Confirm force merging the index is running

We are using a dense_vector field for semantic search. Due to very slow performance on our index and based on several conversations here I decided to force_merge the index to 1 segment.

So it's been running asynchronously for about 6 days (the index has about 14 million documents with 1024-dim vectors).

Is there ANY way to confirm that the merge process is still actually running?

The task info shows the following:

{
    "completed": false,
    "task": {
        "node": "vGiOGPHoQnSNmndhy2Np1A",
        "id": 7727142,
        "type": "transport",
        "action": "indices:admin/forcemerge",
        "description": "Force-merge indices [proposals.proposals.vec], maxSegments[1], onlyExpungeDeletes[false], flush[true]",
        "start_time_in_millis": 1681209571540,
        "running_time_in_nanos": 586720634185050,
        "cancellable": false,
        "headers": {}
    }
}

and the /_stats/merge on the index shows the following:

{
    "_shards": {
        "total": 3,
        "successful": 3,
        "failed": 0
    },
    "_all": {
        "primaries": {
            "merges": {
                "current": 0,
                "current_docs": 0,
                "current_size_in_bytes": 0,
                "total": 25,
                "total_time_in_millis": 289020033,
                "total_docs": 21674346,
                "total_size_in_bytes": 148916612974,
                "total_stopped_time_in_millis": 0,
                "total_throttled_time_in_millis": 9923216,
                "total_auto_throttle_in_bytes": 5242880
            }
        },
        "total": {
            "merges": {
                "current": 2,
                "current_docs": 28652980,
                "current_size_in_bytes": 157314725265,
                "total": 29,
                "total_time_in_millis": 292723931,
                "total_docs": 25154344,
                "total_size_in_bytes": 166508672568,
                "total_stopped_time_in_millis": 0,
                "total_throttled_time_in_millis": 11369079,
                "total_auto_throttle_in_bytes": 36755306
            }
        }
    },
    "indices": {
        "proposals.proposals.vector_20230403": {
            "uuid": "_Xs0oTRjSKm2YEhU4r2r4w",
            "health": "green",
            "status": "open",
            "primaries": {
                "merges": {
                    "current": 0,
                    "current_docs": 0,
                    "current_size_in_bytes": 0,
                    "total": 25,
                    "total_time_in_millis": 289020033,
                    "total_docs": 21674346,
                    "total_size_in_bytes": 148916612974,
                    "total_stopped_time_in_millis": 0,
                    "total_throttled_time_in_millis": 9923216,
                    "total_auto_throttle_in_bytes": 5242880
                }
            },
            "total": {
                "merges": {
                    "current": 2,
                    "current_docs": 28652980,
                    "current_size_in_bytes": 157314725265,
                    "total": 29,
                    "total_time_in_millis": 292723931,
                    "total_docs": 25154344,
                    "total_size_in_bytes": 166508672568,
                    "total_stopped_time_in_millis": 0,
                    "total_throttled_time_in_millis": 11369079,
                    "total_auto_throttle_in_bytes": 36755306
                }
            }
        }
    }
}

I don't even need the estimation when it is supposed to complete, just to make sure the process is actually running.
What metric would confirm that fact?

I think you are on 8.X so see Task management API | Elasticsearch Guide [8.7] | Elastic

Yes, I did read the documents on that link and many others and that was one of the endpoint I used. But unfortunately I could not find the answers there.

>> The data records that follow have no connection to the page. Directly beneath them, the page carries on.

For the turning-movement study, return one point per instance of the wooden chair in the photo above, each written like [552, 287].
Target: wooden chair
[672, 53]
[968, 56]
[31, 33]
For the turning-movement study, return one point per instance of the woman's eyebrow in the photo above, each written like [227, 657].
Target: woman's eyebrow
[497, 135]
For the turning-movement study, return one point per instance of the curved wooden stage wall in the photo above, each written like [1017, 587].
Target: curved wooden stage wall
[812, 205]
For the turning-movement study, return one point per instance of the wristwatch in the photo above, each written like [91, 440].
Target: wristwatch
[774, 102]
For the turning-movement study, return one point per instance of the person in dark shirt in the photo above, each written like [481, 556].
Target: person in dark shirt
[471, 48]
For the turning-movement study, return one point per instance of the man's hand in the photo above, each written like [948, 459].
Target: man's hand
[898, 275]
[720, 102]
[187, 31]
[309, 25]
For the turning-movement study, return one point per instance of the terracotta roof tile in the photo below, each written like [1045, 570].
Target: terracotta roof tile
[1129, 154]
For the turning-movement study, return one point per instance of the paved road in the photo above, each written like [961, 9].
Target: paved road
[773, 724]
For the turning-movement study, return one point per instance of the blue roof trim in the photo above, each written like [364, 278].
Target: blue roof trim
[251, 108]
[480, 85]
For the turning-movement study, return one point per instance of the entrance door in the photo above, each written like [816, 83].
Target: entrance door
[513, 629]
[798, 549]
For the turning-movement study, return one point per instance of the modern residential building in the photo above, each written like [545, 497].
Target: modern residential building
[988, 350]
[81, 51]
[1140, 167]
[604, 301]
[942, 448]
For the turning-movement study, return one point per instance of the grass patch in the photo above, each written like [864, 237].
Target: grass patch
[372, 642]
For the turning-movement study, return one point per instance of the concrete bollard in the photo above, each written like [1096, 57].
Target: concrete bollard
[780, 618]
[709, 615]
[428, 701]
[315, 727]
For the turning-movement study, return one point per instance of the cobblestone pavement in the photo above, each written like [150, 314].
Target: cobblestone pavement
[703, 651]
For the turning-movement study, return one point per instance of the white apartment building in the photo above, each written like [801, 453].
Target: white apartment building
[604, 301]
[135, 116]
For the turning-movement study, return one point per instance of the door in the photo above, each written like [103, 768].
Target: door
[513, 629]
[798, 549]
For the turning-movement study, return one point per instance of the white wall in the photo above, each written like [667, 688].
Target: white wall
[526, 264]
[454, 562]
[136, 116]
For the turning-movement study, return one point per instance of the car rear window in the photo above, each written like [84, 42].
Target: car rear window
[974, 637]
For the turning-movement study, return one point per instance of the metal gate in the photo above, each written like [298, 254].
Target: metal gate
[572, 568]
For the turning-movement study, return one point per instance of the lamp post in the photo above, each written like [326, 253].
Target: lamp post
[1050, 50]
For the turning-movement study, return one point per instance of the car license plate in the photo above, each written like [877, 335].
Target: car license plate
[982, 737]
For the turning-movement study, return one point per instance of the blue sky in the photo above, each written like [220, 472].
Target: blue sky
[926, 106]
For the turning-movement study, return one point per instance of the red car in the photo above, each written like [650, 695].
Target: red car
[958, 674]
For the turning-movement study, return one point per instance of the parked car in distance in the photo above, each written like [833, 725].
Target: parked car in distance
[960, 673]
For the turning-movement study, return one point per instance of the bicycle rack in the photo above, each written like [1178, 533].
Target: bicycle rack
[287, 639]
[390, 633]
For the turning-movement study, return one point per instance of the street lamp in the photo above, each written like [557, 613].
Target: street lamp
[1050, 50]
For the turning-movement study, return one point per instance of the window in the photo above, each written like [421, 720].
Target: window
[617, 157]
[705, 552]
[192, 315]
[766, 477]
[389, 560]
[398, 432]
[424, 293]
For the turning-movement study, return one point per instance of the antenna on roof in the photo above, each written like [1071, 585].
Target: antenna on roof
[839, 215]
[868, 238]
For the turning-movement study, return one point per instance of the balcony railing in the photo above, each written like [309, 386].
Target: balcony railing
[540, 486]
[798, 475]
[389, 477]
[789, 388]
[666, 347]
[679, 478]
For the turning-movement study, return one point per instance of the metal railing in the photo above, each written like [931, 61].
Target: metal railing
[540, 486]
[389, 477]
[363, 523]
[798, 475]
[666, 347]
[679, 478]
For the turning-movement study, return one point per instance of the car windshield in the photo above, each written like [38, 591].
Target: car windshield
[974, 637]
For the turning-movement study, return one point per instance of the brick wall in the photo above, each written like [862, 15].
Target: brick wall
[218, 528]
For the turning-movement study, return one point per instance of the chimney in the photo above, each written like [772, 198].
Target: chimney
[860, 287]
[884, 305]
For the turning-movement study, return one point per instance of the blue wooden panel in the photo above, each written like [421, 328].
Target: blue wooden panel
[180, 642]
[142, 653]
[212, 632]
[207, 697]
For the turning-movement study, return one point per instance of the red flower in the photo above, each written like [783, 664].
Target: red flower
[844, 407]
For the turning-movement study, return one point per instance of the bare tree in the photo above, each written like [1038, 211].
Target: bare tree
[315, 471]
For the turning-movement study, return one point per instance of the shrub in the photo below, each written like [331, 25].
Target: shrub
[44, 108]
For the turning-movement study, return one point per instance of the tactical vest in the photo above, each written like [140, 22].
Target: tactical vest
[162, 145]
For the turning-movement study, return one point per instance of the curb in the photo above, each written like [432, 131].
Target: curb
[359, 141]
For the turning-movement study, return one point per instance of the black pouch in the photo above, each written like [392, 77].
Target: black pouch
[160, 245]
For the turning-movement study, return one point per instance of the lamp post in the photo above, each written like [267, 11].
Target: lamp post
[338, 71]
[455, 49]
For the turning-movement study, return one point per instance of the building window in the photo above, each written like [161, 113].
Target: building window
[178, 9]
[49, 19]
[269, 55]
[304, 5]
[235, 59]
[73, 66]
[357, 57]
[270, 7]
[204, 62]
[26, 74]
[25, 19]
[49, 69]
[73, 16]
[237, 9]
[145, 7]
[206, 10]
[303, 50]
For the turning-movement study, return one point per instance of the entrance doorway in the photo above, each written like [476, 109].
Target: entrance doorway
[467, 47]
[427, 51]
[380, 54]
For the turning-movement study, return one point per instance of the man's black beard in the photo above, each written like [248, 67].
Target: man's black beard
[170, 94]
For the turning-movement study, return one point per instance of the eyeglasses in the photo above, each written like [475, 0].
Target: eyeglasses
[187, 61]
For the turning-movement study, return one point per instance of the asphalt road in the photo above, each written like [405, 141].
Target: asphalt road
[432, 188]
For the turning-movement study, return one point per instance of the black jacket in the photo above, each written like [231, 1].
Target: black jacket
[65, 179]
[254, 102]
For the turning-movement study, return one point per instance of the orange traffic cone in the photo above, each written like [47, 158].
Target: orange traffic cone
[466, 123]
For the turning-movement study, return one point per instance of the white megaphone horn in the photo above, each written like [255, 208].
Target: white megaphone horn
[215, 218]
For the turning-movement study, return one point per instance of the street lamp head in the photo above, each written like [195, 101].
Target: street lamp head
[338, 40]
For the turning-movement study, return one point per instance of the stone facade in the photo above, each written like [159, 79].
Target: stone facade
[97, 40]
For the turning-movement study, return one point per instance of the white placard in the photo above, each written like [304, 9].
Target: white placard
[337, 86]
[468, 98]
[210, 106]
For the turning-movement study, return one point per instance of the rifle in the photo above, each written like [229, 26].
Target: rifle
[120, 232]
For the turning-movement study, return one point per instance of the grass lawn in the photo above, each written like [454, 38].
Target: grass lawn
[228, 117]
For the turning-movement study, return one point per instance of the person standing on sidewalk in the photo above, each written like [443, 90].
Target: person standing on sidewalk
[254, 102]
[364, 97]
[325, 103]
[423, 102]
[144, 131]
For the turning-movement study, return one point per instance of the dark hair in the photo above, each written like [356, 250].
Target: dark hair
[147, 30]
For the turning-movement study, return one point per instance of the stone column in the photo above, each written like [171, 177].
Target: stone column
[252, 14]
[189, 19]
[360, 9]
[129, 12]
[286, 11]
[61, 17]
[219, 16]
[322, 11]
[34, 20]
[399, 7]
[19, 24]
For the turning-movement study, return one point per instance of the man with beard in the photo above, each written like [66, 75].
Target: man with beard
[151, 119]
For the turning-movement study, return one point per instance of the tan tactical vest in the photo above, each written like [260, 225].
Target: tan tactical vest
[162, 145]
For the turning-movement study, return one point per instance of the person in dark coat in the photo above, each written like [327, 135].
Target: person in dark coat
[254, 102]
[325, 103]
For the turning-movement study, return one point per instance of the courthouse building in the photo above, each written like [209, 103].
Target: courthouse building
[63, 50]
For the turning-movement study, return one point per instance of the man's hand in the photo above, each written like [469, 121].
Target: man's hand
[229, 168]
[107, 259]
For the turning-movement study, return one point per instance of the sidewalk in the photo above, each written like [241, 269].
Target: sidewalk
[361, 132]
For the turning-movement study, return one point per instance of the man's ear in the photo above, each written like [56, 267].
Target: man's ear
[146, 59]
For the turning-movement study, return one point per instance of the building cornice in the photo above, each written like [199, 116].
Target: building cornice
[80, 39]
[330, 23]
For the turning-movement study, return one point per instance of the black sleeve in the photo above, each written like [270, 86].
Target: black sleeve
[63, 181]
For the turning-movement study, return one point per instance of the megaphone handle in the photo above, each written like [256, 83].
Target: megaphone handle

For example I could not find how I can confirm the fact that the merge process is actually still running at all. There is an attribute running_time_in_nanos. So if this value is updating then it definitely means the merge is actually still running?

And what is the relation between these two attributes that I got in this endpoint index_name/_stats/merge:

"primaries": {
    "merges": {
        "current": 0,
...
        "total": 25,
-------------------------------
"total": {
    "merges": {
        "current": 2,
...
        "total": 29,

Does it mean it still has to process 25 segments or 27 segments?
And why for primaries the current is 0 and for total it is 2?
How 2 is related to 29?

I wish there was some kind of documentation to help decipher this output.

This topic was automatically closed 28 days after the last reply. New replies are no longer allowed.